C'est à peine si la veille femme cultivatrice, qui continue d'aller au champ mais pour un temps et une activité réduits à leur plus simple expression, utilise sa canne de déplacement. N'hésitant pas à l'abandonner par moments, comme un bambin, elle traîne sa silhouette dans les différents coins de son village, gambade, tournoie, fait des grimaces, en signe d'une santé qui ne trahit pas.
Au milieu des siens qu'elle couve de sa tendresse, "maman" Anastasie, veuve depuis 20 ans et mère de cinq enfants en vie, peut même se permettre de porter un nouveau-né d'une main et le couvrir de câlins. "C'est une femme merveilleuse. Elle répond à toutes les sollicitations, même en urgence", témoigne Jean-Claude Zanfack, son neveu.

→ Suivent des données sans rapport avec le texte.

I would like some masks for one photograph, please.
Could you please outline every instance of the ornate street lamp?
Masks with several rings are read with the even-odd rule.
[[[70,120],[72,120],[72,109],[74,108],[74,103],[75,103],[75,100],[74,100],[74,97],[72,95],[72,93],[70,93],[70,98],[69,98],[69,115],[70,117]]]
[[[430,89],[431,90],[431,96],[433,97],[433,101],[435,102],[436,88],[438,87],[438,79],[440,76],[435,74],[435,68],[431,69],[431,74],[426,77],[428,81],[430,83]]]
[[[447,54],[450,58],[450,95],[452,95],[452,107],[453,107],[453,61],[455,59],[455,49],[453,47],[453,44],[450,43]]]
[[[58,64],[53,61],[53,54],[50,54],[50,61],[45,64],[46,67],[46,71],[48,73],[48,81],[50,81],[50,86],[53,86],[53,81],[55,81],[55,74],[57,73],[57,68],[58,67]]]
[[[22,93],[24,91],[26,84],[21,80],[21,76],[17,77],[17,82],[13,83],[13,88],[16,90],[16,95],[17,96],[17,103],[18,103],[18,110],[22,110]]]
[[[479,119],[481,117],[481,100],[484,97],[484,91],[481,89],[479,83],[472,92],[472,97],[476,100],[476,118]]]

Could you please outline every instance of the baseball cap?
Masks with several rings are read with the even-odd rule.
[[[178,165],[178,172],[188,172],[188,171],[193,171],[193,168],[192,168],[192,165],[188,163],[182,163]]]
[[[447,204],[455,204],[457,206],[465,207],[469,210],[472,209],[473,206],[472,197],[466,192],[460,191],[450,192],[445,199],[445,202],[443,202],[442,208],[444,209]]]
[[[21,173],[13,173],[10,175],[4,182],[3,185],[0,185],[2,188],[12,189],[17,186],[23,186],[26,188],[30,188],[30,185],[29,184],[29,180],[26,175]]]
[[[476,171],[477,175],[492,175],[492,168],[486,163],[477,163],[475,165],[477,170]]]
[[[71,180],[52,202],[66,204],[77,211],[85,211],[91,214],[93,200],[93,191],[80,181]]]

Prêtresse des rites traditionnels de sa famille, à l'instar du rituel d'adoration des crânes humains pour des offrandes aux ancêtres, elle tient avec soin son rôle de gardienne des traditions, qui recommande à la jeunesse camerounaise de "marcher sur le droit chemin, de ne pas envier ni convoiter le bien d'autrui".
"Elle ne dérange pas. Malgré leur insistance, elle n'aime pas vivre chez ses enfants. Chaque fois que l'un d'eux tente de la prendre avec lui, elle demande à rentrer aussitôt", confie encore à son sujet Zanfack.
La crainte de la mort, "maman" Anastasie ne s'en embarrasse guère. Elle dit attendre dans la quiétude "le jour où le Seigneur va me rappeler auprès de lui". Ce sera tout simplement au terme d'une vie pleine, qui rappelle celle de ses parents, également morts centenaires. Et bien loin des projecteurs d'une société qui ne s'offusque nullement d'écarter son attention de ses doyens et doyennes.